The memorandum of law, to which Plaintiffs refer, concludes:
The minimal evidentiary record already available to the Plaintiffs demonstrates that the dealings between the various parties are not necessarily as clear cut or aboveboard as the Moving Defendants would have this Court believe. The record as developed warrants the denial of summary judgment outright. Should the Court decide to entertain this motion, however, the Plaintiffs respectfully request that, pursuant to Fed.R.Civ.P. 56(f), the Court grant them a continuance to permit the conduct of discovery. As discussed above, much of the relevant information is uniquely in the hands of the Defendants, available to the Plaintiffs only through the discovery process.

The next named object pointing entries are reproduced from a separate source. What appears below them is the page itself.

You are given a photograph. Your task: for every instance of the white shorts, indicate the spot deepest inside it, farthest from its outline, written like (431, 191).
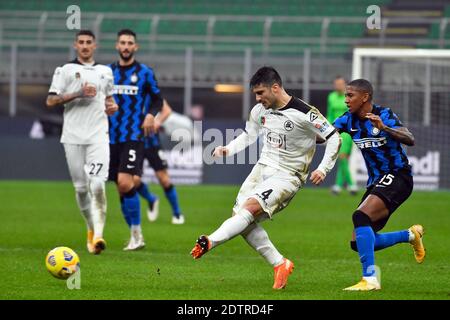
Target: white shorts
(86, 161)
(272, 188)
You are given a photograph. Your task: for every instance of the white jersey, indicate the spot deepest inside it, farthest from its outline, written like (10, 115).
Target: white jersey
(289, 136)
(85, 120)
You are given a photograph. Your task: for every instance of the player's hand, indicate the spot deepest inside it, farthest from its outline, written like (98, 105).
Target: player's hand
(157, 124)
(317, 177)
(88, 90)
(376, 121)
(220, 151)
(110, 106)
(148, 125)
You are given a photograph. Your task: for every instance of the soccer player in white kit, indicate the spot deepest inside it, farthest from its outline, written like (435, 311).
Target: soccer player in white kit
(85, 90)
(290, 128)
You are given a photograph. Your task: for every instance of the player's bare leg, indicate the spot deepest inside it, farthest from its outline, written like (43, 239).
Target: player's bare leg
(84, 204)
(131, 210)
(97, 188)
(243, 223)
(259, 240)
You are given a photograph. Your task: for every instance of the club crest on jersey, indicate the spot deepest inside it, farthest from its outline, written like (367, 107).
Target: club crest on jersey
(375, 131)
(313, 116)
(276, 140)
(288, 125)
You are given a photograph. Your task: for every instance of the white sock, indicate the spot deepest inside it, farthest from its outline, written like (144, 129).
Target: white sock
(231, 227)
(84, 204)
(411, 236)
(98, 210)
(259, 240)
(372, 279)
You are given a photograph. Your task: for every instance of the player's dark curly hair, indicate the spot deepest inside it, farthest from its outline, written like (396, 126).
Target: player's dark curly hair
(362, 85)
(85, 32)
(266, 76)
(127, 32)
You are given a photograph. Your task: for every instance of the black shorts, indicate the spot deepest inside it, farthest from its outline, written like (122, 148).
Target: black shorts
(155, 158)
(393, 188)
(126, 157)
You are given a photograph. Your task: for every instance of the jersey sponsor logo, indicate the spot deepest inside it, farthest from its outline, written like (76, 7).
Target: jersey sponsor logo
(275, 140)
(375, 131)
(370, 142)
(313, 116)
(288, 125)
(125, 89)
(322, 126)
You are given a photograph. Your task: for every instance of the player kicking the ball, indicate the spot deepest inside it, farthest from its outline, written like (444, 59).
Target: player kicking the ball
(290, 127)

See Consolidated Memorandum, at 30.
. See Consolidated Memorandum, at 6 n. 2 ("Plaintiffs do not necessarily agree that this Court is properly presented with facts to resolve the issues of agency or piercing the corporate veil.”); 11 ("Th[e] question of agency depends in large part, on the actual relationship between McMahon and the other defendants, a matter which has not been tested or explored in discovery. Accordingly, pursuant to Fed.R.Civ.P. 56(f), Plaintiffs suggest that this issue be deferred until discovery can be had.”); 16 ("[T]his Court should decline the invitation to resolve prematurely the matter [of apparent authority] before discovery has, in any meaningful sense, begun.”); 22 n. 9 ("One might well ask to what extent the Moving Defendants are being honest with this Court in bringing an early Celotex motion knowing that there is contrary factual information and failing either to disclose it or to explain it.”); and 24 ("Until the Plaintiffs can dissect [the corporate veil] scheme further by means of the discovery tools, it would be inappropriate to grant judgment.”).

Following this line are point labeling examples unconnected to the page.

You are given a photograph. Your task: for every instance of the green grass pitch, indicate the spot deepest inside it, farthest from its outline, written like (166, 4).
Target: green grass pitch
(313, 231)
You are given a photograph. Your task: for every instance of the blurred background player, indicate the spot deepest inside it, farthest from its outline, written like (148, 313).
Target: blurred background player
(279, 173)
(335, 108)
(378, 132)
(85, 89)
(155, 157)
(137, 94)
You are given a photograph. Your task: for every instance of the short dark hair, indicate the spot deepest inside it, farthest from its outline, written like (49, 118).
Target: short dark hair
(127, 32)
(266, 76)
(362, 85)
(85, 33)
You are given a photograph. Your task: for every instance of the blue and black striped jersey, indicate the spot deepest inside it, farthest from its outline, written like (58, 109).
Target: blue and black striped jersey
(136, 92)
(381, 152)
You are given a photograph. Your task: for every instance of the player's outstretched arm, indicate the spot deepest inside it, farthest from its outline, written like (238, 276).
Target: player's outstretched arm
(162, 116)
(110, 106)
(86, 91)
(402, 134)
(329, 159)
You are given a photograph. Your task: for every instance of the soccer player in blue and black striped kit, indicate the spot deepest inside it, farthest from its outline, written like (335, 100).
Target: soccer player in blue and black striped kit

. Even the summary judgment rule emphasizes the need for a developed factual record prior to a court’s decision:
The judgment sought shall be rendered forthwith if the pleadings, depositions, answers to*121 interrogatories, and admissions on file, together with the affidavits, if any, show that there is no genuine issue as to any material fact and that the moving party is entitled to a judgment as a matter of law.

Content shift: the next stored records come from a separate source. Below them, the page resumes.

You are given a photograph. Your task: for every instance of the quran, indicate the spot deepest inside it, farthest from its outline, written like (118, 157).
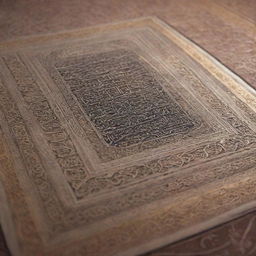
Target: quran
(118, 139)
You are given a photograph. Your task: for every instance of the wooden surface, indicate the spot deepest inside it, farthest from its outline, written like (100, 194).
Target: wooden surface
(207, 24)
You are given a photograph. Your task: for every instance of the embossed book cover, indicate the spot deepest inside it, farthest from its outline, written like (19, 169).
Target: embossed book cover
(118, 139)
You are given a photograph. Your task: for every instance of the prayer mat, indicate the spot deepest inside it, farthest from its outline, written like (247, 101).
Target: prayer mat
(119, 139)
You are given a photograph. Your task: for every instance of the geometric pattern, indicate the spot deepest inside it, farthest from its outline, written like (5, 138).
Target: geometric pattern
(113, 138)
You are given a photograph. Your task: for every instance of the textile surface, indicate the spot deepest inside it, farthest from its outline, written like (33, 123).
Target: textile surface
(206, 23)
(118, 139)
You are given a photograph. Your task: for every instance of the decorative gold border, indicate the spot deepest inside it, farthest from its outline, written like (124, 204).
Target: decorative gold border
(237, 190)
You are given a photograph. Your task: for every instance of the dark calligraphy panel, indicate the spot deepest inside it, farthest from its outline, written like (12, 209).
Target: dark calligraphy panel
(122, 98)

Fed.R.Civ.P. 56(c) (emphasis added). See also Flanders & Medeiros, Inc. v. Bogosian, 65 F.3d 198, 201 (1st Cir.1995); and Mendes v. Medtronic, Inc., 18 F.3d 13, 15 (1st Cir.1994).
. Defendants assert that Plaintiffs' arguments concerning the existence of authority and corporate veil piercing are "weak.” See Defendants’ Opposition, at 2-3 and n. 1. Despite the obvious distinction between weak and non-existent arguments, the Court notes that Plaintiffs' case may be strengthened through discovery. In granting a continuance, however, the Court offers no opinion as to the ultimate viability of Plaintiffs’ various theories of recovery or their ability to withstand summary judgment.